Southern Missouri Bancorp, Inc. (NASDAQ: SMBC, "Southern
Missouri"), the parent corporation of Southern Bank, and Fortune
Financial Corporation ("Fortune"), the parent company of
FortuneBank, today announced the signing of a definitive merger
agreement whereby Southern Missouri will acquire Fortune in a stock
and cash transaction.
Fortune operates two branches in Jefferson and St. Louis
Counties, Missouri, both located within the St. Louis, Missouri,
MSA. At June 30, 2021, Fortune’s consolidated assets were $253.7
million, including loans, net, of $209.3 million, while deposits
totaled $214.5 million.
Southern Missouri reported total assets at June 30, 2021, of
approximately $2.7 billion, including loans, net, of $2.2 billion,
and total deposits of $2.3 billion. On a pro forma basis, following
the acquisition, the combined company's total assets will
approximate $3.0 billion, with total loans, net, of $2.4 billion,
and total deposits of $2.5 billion. The combined company will
operate 51 locations in Missouri, Arkansas, and Illinois.
Under the terms of the merger agreement, unanimously approved by
the boards of both entities, Fortune shareholders are projected to
receive either a fixed exchange ratio of 0.2853 shares of Southern
Missouri common stock or a cash payment of $12.55 for each Fortune
share, at the election of the shareholders, subject to adjustment
based on Fortune’s capital and the total outstanding shares of
Fortune at closing. Based on Southern Missouri’s $43.99 average
closing price over the 20-day trading period ended September 24,
2021, the transaction’s indicated value is approximately $29.9
million, with merger consideration comprised of stock and cash at a
60:40 ratio. As part of the merger, Southern Missouri will also
assume approximately $7.5 million in subordinated debt.

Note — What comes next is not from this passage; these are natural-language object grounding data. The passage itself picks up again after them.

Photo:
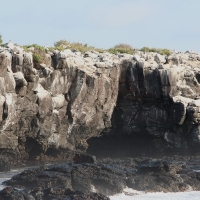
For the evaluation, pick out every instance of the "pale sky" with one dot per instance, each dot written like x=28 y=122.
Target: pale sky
x=172 y=24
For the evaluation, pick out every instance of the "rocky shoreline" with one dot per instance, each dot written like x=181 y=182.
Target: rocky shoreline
x=106 y=176
x=140 y=110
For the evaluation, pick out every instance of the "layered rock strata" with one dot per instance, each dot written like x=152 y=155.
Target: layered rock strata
x=76 y=96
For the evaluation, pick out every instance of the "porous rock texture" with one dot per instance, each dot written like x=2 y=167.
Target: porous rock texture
x=76 y=96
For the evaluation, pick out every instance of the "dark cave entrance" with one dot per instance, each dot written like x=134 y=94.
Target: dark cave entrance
x=130 y=145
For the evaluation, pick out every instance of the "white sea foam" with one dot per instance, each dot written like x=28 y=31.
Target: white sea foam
x=158 y=196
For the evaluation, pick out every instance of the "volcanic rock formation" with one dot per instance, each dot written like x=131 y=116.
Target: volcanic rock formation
x=77 y=96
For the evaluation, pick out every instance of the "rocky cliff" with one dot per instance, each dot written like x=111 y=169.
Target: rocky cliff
x=76 y=96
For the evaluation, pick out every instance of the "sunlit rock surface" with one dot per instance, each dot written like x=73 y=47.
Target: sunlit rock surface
x=76 y=96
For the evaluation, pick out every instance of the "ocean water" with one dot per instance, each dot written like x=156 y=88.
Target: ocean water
x=130 y=194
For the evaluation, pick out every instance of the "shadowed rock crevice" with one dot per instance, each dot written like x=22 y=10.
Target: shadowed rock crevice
x=62 y=103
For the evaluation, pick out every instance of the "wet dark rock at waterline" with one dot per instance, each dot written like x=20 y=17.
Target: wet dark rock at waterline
x=111 y=176
x=11 y=193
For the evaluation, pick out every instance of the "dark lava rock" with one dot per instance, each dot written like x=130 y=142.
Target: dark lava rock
x=82 y=158
x=10 y=193
x=4 y=164
x=111 y=176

"Southern Missouri is pleased to announce this merger with
Fortune and an important step in our long-term growth," stated Greg
Steffens, President and CEO of Southern Missouri. "Fortune has
developed a number of business lines that complement our
organization well, and provides a point of entry to a large and
growing banking market where we believe our community banking model
will perform well. Fortune customers will benefit from the scale
and technology we will help their banking officers bring to their
relationships. We have been very impressed with the talented
personnel who will be joining our team through this partnership and
look forward to building on the success Fortune has achieved."
Daniel Jones, Founder, Chairman & CEO of Fortune, is
expected to join the boards of directors of Southern Missouri and
Southern Bank. “It is with a feeling of overwhelming gratitude to
our amazing customer base and wonderful staff that I announce we
have decided to partner with Southern Bank to continue the
FortuneBank legacy,” Mr. Jones noted. “From the inception of
Fortune, it has been my desire and that of Chris Ford, as the
founding family members, to offer the highest level of customer
service from a true community bank platform. Many things have
changed over the sixteen years since we chartered the bank, but our
desire to operate with the highest level of integrity within our
amazing community never wavered. Chris and I will remain with the
combined organization, ensuring the same founding principles carry
on well after the merger. We are confident that Southern brings the
same spirit of excellent, community bank-focused customer service,
and these services will be provided by the same FortuneBank team
members. The merger will add enhancements in technology and scale
such that we are able to do more for our community and loyal
customers. We are blessed and have been given much for which to be
thankful. I am most certainly thankful for these past sixteen years
and look forward to many ahead with Southern Bank as our
partner!”
“We are convinced this merger is an important and logical
strategic step in Southern Missouri’s growth," added Steffens.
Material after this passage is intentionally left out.